ACTIVITY: Scholarship Essay

Approx. Words: 435

DATE: January ?, 2010 (created)

NOTES: This little essay of doom was my mother's favorite. I had to write it for my dad's work, I think…? I can't recall. It was a scholarship-deal-thingamajig… So I whipped out this funny little essay on the spot. Took, like, an hour. It wasn't the reason I didn't get the scholarship—the reason was my dad made just enough money that they figured I didn't need it. Sad to say my mom didn't understand. I knew it going in. Oh well. Even though the essay is not my finest work, it still makes me smile.

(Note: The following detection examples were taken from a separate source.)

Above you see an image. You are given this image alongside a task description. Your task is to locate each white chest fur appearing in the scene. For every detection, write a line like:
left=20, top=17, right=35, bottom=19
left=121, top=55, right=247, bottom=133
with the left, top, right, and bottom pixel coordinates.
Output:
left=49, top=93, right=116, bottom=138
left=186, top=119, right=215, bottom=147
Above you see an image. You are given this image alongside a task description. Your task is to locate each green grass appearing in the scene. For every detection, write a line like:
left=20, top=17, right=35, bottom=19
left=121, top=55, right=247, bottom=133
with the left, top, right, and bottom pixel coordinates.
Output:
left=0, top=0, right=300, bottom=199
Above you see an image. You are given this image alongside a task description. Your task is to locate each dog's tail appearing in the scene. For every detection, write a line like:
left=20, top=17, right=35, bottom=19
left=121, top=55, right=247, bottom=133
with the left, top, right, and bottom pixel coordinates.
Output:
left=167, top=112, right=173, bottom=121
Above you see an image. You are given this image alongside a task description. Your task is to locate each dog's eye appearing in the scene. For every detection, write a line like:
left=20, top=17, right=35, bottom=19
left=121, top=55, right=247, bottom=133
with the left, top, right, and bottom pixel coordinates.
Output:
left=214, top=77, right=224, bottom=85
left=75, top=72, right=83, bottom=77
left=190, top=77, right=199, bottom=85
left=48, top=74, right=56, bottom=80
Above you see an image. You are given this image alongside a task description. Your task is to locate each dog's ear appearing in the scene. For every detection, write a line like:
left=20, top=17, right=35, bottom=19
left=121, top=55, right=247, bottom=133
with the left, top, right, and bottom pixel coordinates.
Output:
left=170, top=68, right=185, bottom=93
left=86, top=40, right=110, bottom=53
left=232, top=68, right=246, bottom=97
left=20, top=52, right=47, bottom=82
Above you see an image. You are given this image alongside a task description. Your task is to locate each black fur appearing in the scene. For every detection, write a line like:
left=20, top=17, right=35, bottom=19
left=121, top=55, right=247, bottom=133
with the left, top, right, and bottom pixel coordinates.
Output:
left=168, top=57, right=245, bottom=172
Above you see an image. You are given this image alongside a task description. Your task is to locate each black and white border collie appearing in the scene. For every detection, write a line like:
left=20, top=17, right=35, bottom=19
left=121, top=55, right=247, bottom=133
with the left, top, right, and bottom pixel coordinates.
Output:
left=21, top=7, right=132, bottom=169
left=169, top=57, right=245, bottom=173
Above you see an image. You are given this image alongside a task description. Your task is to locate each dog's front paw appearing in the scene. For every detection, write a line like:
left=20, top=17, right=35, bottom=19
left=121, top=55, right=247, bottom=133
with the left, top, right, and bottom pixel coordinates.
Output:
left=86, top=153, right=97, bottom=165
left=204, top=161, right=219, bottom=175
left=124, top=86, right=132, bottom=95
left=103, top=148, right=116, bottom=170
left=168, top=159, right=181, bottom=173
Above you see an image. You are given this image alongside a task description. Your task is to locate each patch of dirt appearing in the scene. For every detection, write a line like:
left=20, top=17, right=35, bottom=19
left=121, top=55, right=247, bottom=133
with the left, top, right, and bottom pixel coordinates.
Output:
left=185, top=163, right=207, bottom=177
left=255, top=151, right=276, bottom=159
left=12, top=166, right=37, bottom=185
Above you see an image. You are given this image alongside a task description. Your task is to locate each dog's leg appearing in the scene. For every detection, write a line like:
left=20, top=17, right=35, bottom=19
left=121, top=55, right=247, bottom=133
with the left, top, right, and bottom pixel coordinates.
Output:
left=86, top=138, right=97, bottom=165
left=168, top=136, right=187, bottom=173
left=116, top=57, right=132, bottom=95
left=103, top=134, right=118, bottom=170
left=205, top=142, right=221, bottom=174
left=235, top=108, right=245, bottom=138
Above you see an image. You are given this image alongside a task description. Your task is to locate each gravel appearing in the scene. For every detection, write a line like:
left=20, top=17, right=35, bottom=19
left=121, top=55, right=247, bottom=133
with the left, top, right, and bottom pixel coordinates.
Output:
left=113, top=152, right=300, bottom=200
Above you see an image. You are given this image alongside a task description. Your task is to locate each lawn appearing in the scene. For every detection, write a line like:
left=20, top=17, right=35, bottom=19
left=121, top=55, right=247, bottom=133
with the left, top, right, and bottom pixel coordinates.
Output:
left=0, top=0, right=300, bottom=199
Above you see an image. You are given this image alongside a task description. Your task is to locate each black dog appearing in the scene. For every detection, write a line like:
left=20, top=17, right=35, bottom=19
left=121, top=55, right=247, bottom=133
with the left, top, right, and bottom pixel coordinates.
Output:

Despite the Price of Life…

Each generation of the world has different issues they must face in the course of their lifetime. My grandparent's generations went through the harsh World War II and founded the idyllic American image. Their children—my parents—were brought up in the time of the flower power and had seen the beginning of the AIDS epidemic. The childhood I call my own is in the form of a policy named "No Child Left Behind."

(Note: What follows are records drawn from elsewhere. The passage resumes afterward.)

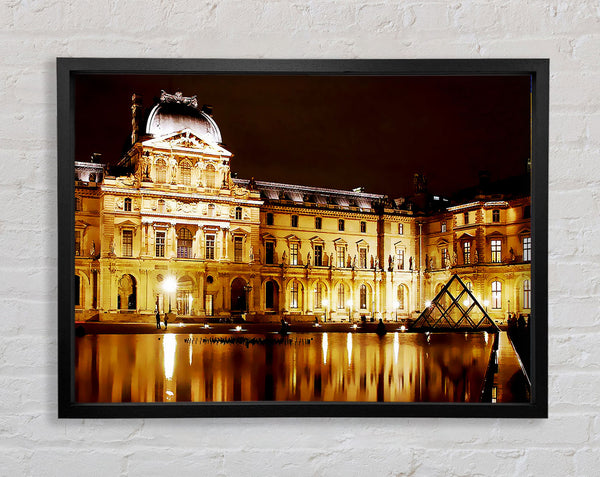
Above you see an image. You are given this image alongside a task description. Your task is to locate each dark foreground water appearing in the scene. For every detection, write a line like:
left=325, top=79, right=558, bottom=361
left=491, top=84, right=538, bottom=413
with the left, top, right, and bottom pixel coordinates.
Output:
left=75, top=333, right=493, bottom=402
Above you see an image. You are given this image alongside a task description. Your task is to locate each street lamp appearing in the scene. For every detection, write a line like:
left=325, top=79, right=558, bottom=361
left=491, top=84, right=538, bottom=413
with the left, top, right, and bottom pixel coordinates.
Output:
left=163, top=276, right=177, bottom=313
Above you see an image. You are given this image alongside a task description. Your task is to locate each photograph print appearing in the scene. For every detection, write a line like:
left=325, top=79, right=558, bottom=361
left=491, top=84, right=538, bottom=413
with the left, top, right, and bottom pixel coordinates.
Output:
left=59, top=60, right=542, bottom=414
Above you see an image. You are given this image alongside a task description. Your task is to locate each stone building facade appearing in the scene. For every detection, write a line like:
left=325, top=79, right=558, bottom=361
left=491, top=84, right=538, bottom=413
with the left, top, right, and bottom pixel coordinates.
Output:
left=75, top=92, right=532, bottom=321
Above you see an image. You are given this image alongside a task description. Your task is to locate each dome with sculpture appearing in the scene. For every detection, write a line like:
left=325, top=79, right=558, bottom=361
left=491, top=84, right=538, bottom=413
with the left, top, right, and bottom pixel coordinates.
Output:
left=146, top=90, right=222, bottom=144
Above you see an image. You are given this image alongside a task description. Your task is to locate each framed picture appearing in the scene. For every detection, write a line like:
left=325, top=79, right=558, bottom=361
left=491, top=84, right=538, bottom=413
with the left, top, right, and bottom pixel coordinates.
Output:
left=57, top=58, right=549, bottom=418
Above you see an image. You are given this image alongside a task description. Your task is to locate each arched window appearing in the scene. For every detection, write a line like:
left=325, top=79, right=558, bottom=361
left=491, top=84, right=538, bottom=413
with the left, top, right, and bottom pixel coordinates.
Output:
left=523, top=280, right=531, bottom=309
left=204, top=164, right=217, bottom=189
left=338, top=283, right=346, bottom=310
left=177, top=227, right=193, bottom=258
left=179, top=161, right=192, bottom=185
left=156, top=159, right=167, bottom=184
left=315, top=282, right=323, bottom=308
left=492, top=281, right=502, bottom=310
left=360, top=285, right=367, bottom=310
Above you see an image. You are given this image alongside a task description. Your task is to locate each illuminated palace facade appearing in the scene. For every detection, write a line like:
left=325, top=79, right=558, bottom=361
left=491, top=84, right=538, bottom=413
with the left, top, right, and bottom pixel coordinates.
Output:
left=75, top=92, right=532, bottom=321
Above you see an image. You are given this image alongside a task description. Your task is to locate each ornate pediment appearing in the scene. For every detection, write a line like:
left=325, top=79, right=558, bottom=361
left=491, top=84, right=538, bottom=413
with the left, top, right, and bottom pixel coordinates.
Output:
left=143, top=129, right=232, bottom=156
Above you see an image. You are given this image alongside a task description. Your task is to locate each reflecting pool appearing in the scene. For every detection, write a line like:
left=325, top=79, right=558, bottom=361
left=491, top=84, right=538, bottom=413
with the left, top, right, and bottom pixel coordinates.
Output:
left=75, top=332, right=493, bottom=402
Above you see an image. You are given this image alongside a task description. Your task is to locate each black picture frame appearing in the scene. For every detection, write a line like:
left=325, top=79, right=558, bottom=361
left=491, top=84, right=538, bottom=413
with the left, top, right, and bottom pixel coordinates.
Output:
left=57, top=58, right=549, bottom=418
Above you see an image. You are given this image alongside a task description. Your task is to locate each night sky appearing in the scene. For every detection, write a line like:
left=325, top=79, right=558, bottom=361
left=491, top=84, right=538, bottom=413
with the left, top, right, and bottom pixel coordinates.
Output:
left=75, top=75, right=530, bottom=198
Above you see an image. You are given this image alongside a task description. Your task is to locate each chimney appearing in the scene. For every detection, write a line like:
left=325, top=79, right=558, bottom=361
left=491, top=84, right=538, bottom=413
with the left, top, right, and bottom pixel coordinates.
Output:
left=131, top=93, right=142, bottom=145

Education has been the highest push in my generation. Teachers warned us that without some sort of college degree we could flip burgers for a living. This is an unacceptable and terribly horrific outcome to a child. With that being said, I made a promise early in my adolescent years to escape my scholarly life with at least a BA. As I continued to grow, the field of study that strongly called out to me was the arts. After months of serious reflection, my educational goal is to graduate a Cal State with a BA in the Liberal Arts.

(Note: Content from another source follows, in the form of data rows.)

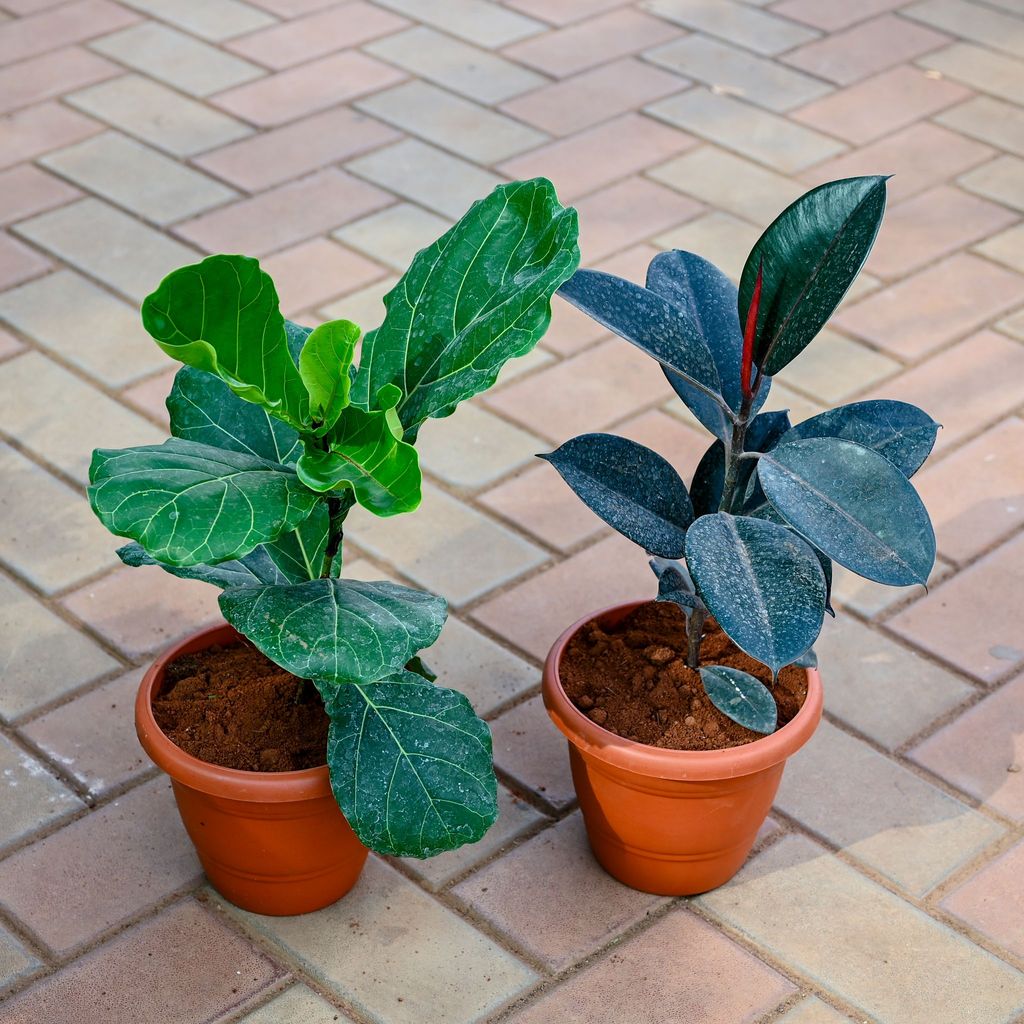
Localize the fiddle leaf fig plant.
[542,176,938,732]
[89,178,580,857]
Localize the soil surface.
[559,601,807,751]
[153,643,330,771]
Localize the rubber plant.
[542,176,938,733]
[89,178,580,857]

To every goal, there are hurdles to over come. The goal of higher education is no exception to this rule. The largest challenge I have encountered in my attempts to earn a degree is simply the price. There are classes one needs, and the required textbooks, not to mention money for gas in order to arrive at campus. Plus the basic living expenses such as housing, food, insurance, etcetera.

However, seeing little to no other options, I decided to stay home for the first few years while attending college. Instead of diving headfirst into a University or Cal State, I opted to start my general education at the closest community college. Also, I carpool to school to save more money on the travel expenses and endeavor to buy as many used textbooks as possible. From time to time I even scrounge pocket change in order to pay for other materials like the mandatory Scranton sheets for the semester finals. I spend most of my time searching for scholarships, but have had very little luck.

The phrase, "Money doesn't grow on trees," could never be truer. Nevertheless, I fight an uphill battle with vigor, striving to be independent and money savvy for my family, as well as my own future. I have come to terms with the starving college student lifestyle; yet, I am not exempt from a bit of help. To graduate with a BA is my goal, and I am sticking to it. Its times like these that we all realize that despite the price of living, it's still a popular choice.